Angst, Aufregung, Stress, Ekel, Trauer und Depressionen bewirken häufig ein Fremdkörper- und Engegefühl im Rachen. Es entsteht ein Würgegefühl und ein Schluckzwang, wie wenn man einen im Rachen steckenden Fremdkörper (Globus = Kugel, Ball) schlucken sollte, der sich jedoch trotz Schluckens nicht von der Stelle bewegt. Der Schluckakt ist im Gegensatz zu einer Schluckstörung nicht beeinträchtigt.

Das Globusgefühl kann folgende Empfindungen umfassen: Kloß im Hals, Fremdkörpergefühl, Kratzen, Brennen, Trockenheitsgefühl, Schleimgefühl, Räusperzwang, Schluckzwang, Schmerzen im Hals, die gelegentlich bis zu den Ohren ausstrahlen, im Extremfall ein Zuschnüren der Kehle, das als angstmachendes Erstickungsgefühl erlebt wird. Das Zuschnüren der Kehle ist ein typisches Angstsymptom. Bei bestimmten Panikpatienten beginnt die Attacke mit einem Globusgefühl, das zu einer Erstickungsangst und erst infolgedessen zu massivem Herzrasen führt. Das Globusgefühl beruht auf einer angst- und Stressbedingten Krampfneigung der Muskulatur des Speiseröhrenmundes.
Ein weiteres nicht-organisches Globusgefühl entsteht durch Verspannungen der Schluck- und Halsmuskulatur, bedingt durch extreme körperliche Belastung, aber auch durch extremes Zurückbeugen des Kopfes (z.B. beim Zahnarzt) und der damit verbundenen Überdehnung der Halsmuskulatur. Verschiedene Angstpatienten fürchten den Zahnarzt gerade wegen dieses Globusgefühls. Sie haben Angst, etwas zu verschlucken und dabei zu ersticken. Die Angst vor dem Verschlucken und dem darauffolgenden Ersticken stellt eine gar nicht so seltene spezifische Phobie (Verletzungsphobie) dar.
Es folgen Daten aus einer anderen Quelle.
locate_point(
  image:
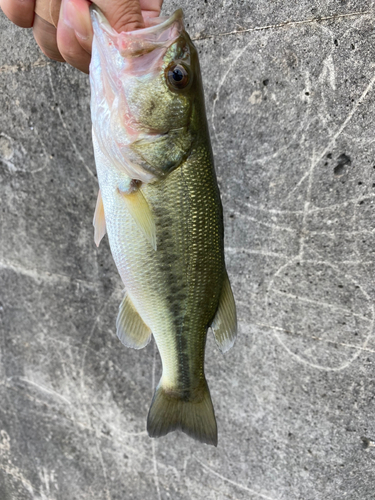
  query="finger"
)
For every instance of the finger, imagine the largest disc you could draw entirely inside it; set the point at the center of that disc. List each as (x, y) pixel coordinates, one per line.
(150, 8)
(76, 15)
(45, 36)
(20, 12)
(122, 16)
(67, 42)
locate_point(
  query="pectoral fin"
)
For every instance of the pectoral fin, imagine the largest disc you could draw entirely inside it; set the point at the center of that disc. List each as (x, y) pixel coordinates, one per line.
(99, 220)
(224, 323)
(141, 213)
(131, 329)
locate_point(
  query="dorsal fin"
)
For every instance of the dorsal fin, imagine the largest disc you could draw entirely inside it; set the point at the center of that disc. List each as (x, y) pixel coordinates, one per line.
(131, 329)
(224, 323)
(99, 220)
Ein psychogen bedingtes Globusgefühl kann durch Trinken und Essen leicht beseitigt werden, während beim Leerschlucken keine Erschlaffung der Muskelspannung des Speiseröhreneinganges erfolgt. Angstpatienten führen deshalb nicht selten eine Flasche mit einem Getränk mit sich, das die Verspannung ebenso rasch beseitigt wie die oft gleichzeitig gegebene Mundtrockenheit.
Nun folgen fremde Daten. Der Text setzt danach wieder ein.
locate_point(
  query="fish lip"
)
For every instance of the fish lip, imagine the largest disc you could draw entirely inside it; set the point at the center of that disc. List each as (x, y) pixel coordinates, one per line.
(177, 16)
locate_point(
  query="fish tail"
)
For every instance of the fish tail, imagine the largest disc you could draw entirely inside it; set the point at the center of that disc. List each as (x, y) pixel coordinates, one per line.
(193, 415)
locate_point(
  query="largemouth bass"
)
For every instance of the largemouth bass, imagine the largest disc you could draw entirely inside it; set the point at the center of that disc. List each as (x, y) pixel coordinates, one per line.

Laut Psychoanalyse symbolisiert ein Globusgefühl bestimmte „Schluckprobleme“. Man schluckt ein Problem hinunter und würgt daran. Als Konversionssymptom wurde das Globusgefühl deshalb früher auch „Globus hystericus“ genannt.
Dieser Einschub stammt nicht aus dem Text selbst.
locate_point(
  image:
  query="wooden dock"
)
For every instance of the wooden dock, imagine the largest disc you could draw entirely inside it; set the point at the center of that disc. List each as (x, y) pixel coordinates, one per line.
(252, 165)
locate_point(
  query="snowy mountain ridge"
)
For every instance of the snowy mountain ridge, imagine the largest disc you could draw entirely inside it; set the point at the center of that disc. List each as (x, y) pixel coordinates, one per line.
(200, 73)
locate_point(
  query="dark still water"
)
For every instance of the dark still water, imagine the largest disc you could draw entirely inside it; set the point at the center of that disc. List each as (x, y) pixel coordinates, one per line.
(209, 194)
Autor: Dr.Hans Morschitzky "

Hallo Caschmi,

Als Kind war ich in einem Kinderheim. Und wie das früher so war, war das Kinderheim genauso schrecklich wie man es sich vorstellt, mit viel Gewalt, Schlägen und Zwängen.
Ich z.B. war immer eingesperrt in einem Zimmer.

Jeden abend, wenn ich im Bett lag, hatte ich das Gefühl, ich habe ein Haar (oder ein ganzes Haarbüschel) im Hals, und ich schluckte wie verrückt dagegen an, aber natürlcih ging es nicht weg… im Gegenteil… ich bekam das Gefühl zu ersticken und reagierte entsprechend panisch…damals war ich ca. 9 Jahre alt.

Das Gefühl verging als sich die Lebenssituation verbessert hat… (hier: Verlassen des Heimes).

Ich denke man kann das durchaus mit dem „Globusgefühl“ bzw. „Globussymptom“ vergleichen.

Gruß M.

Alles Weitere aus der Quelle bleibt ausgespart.